When the global economy sputtered and seized in the recession of 2008-2010, Florida’s Miami-Dade County region was hit hard. Today, the economy has vastly improved with the unemployment rate close to pre-recession levels. It’s a good time to evaluate and address our needs for more skilled workers in high-growth industries. A rebounding economy can offer communitywide prosperity with the right focus on skills development.
According to the newly released JPMorgan Chase report, Trading on Innovation to Expand Opportunity, 9,500 new middle-skills jobs – those that need more than a high school diploma, but not necessarily a four-year degree – are projected to be created every year through 2019. Miami-Dade is ready to fill these jobs with skilled workers.
Many of these positions will be created in two of the highest-growth industries in the community: trade and logistics, and information technology. More importantly, these jobs are economic and lifestyle superchargers. They pay well, giving individuals and families more disposable income and a better quality of life and thus contributing to the economic growth of Miami-Dade County.

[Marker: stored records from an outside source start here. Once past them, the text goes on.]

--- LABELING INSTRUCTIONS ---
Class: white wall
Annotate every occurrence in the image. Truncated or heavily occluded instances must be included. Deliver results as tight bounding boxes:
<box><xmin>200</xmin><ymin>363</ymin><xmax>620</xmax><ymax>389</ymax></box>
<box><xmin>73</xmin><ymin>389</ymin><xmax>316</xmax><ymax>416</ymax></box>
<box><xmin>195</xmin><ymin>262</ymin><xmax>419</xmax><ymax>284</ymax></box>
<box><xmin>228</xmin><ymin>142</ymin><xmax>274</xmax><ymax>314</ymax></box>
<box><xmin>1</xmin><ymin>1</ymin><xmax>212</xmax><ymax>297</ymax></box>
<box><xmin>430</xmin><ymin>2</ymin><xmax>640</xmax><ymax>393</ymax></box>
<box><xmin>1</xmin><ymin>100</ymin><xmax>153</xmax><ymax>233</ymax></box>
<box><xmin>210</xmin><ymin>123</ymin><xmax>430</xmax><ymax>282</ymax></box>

That’s why JPMorgan Chase & Co. launched its New Skills at Work initiative to rebuild and retool the workforce in nine cities around the nation, including Miami. JPMorgan Chase committed $5 million to help close the workforce skills gap in Miami-Dade County. At a recent event held by The Beacon Council, the county’s economic development partner, to promote its One Community One Goal job-growth expansion initiative, JPMorgan Chase released a report that examines where these jobs are and offers a framework for how to fill them.

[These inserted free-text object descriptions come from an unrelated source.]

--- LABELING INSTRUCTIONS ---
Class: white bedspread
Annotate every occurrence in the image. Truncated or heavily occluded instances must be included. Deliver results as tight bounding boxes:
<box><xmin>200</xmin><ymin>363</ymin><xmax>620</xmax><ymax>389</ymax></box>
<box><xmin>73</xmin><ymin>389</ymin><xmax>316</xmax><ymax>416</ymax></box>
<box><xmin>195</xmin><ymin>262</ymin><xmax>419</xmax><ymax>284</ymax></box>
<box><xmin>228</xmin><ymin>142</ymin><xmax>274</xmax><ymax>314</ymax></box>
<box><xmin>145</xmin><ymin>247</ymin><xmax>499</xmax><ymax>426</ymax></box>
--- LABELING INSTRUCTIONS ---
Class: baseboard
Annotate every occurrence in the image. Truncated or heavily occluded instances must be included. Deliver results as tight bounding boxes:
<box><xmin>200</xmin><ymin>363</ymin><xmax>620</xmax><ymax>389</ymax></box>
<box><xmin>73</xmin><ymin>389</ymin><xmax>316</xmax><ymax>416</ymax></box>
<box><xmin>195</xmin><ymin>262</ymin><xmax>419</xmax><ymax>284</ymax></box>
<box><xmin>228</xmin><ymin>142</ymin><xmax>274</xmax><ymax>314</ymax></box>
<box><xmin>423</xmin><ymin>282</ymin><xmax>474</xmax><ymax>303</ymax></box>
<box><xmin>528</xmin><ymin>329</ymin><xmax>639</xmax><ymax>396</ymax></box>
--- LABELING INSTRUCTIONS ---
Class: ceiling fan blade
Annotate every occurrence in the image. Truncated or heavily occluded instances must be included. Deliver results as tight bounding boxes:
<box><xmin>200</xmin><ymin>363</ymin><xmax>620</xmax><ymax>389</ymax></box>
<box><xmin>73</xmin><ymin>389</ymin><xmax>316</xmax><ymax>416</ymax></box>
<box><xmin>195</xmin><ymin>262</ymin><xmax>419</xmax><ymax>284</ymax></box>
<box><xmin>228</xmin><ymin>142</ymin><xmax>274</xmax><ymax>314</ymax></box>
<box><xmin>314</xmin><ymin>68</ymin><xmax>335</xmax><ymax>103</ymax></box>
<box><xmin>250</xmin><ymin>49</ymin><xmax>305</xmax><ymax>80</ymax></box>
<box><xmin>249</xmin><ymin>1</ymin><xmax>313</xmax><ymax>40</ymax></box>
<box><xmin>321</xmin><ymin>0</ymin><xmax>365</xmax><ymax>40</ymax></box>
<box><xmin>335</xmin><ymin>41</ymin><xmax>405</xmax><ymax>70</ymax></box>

Miami-Dade County educators, community groups and governments have the opportunity to work with the business community to know where the opportunities are and to develop programs that will close this skills gap and create meaningful careers paths that help more people achieve prosperity.
Some important steps are already being taken. Through One Community One Goal, “Orientation to Career” camps have been created to formally introduce high school students to high-growth industries with visits to venues such as the Port of Miami and Miami International Airport. Career awareness websites are also being established to provide detailed information about available jobs and skills required. The Talent Development Network provides an online tool that matches qualified students with paid internships at local businesses.
Today, Miami is one of the first communities with an Academic Leaders Council; all six local college and university presidents and the superintendent of Miami-Dade County Public Schools meet regularly with industry committees to align curriculum with job skills needed. In the trade and logistics industry, for example, new courses were created for supply chain management, a skill in high demand. This creates a new narrative for Miami-Dade County where historic data underscored a serious problem in job readiness; the region’s education and training system has responded and is preparing enough people to obtain these jobs.
The good news is that most of those 9,500 new jobs created each year, according to the JPMorgan Chase report, will start with pay that is above the region’s living wage ($20.41 an hour for families with two adults and one child) and substantially above the state’s minimum wage of $7.93. But more than a boost in pay, middle-skills jobs provide people with a career path that has opportunities for continued professional development, with continued earnings and benefits growth.
Consider the example of a person who gets the training needed to fill an entry level middle-skills position in IT (systems analyst, Web developer or computer support). That person would see starting compensation of more than $22 an hour – already above the region’s living wage and almost triple the minimum wage. But that is just the entry level to a career path that can reach more than $37 an hour – nearly $80,000 a year in salary plus benefits.
In trade and logistics, middle-wage jobs can pay even more. The average median wage for a person with the skills to fill an entry level in supply chain, warehouse and distribution is nearly $24 an hour, opening the door to more senior positions that pay up to almost $55 an hour – or $115,000 in gross pay.
Miami-Dade has the right academic system to get people the necessary skills for those opportunities. This effort requires a committed, collaborative effort between government, business, educators and nonprofit organizations. The research proves both the need and opportunity exist. Now we must continue to grow our collective efforts. With this, Miami-Dade will have not just greater economic growth but stronger, healthier communities as well.